Entendendo a encarnação humana como um "pagamento de dívidas", Chico Xavier corrobora o moralismo punitivista da Teologia do Sofrimento, cuja apologia à desgraça humana é sempre transmitida com uma retórica dócil, que faz crer que o sofrimento extremo e o acúmulo de desgraças e tragédias só produz pessoas melhores. Ignora-se que ditadores, psicopatas, bandidos e gente traiçoeira podem se produzir pela overdose de adversidades, mais do que gênios e pessoas altruístas.
Vejamos a mensagem, extraída do livro As Bênçãos de Chico Xavier, de Carlos A. Baccelli (Ed. Didier):
"— Diz o Evangelho que as nossas provas são um índício, não um fim… Estamos, dentro delas fazendo um vestibular de promoção espiritual ou ficamos sob determinadas dependências…

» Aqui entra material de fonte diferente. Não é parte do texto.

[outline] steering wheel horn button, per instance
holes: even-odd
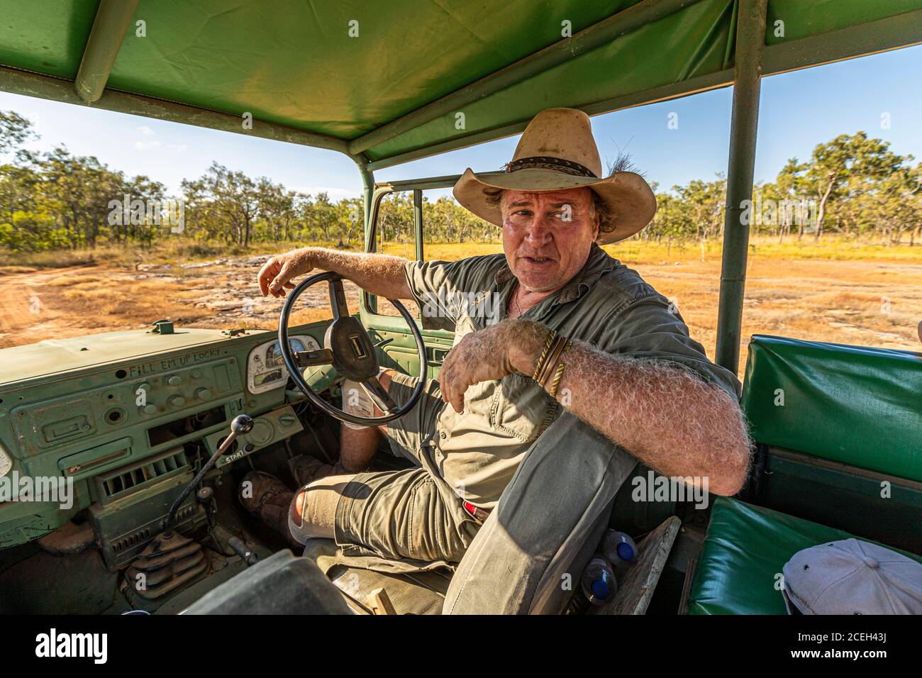
[[[361,346],[361,341],[359,340],[359,335],[349,335],[349,345],[352,347],[352,352],[355,353],[356,358],[361,359],[368,356],[368,353]]]

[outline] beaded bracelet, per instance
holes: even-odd
[[[544,349],[541,351],[541,357],[538,359],[538,364],[535,365],[535,374],[531,375],[531,378],[535,381],[538,381],[538,375],[544,367],[544,359],[548,356],[548,349],[550,348],[550,344],[553,343],[556,336],[557,330],[551,329],[550,333],[548,335],[548,340],[544,342]]]
[[[548,389],[548,393],[550,394],[551,398],[557,398],[557,387],[561,385],[561,377],[563,375],[563,363],[560,362],[563,354],[570,351],[570,347],[573,345],[572,339],[567,339],[566,345],[563,347],[563,351],[561,351],[558,357],[557,370],[554,371],[554,380],[550,383],[550,388]]]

O nosso espírito tem que estar ajustado às Leis de Deus. Paciência operosa, esperança ativa não são simples palavras… Podemos estar sofrendo, estar aflitos, mas, se estamos desesperados, criando problemas para os outros com os nossos problemas nós não estaremos atravessando os nossos problemas com as nossas almas ligadas às Leis de Deus… Não estamos liberados só porque sofremos; depende de nossa atitude a vitória que desejamos alcançar. Estejamos com o nosso pensamento em Deus, com a nossa alma a doar de si, sem pensar em si… Vamos podar o sofrimento daqueles que Deus nos deu à convivência, para que eles sejam mais felizes; calar as nossas dores, pacificar o nosso próprio espírito quando tudo nos induz ao desespero (…) Existe algo que nós podemos dar sem termos: é a felicidade! Precisamos aprender a sofrer sem mostrar sofrimento, atravessar dificuldade sem colocá-la na pauta dos outros… Estamos matriculados na prova; vamos ver qual será a nota".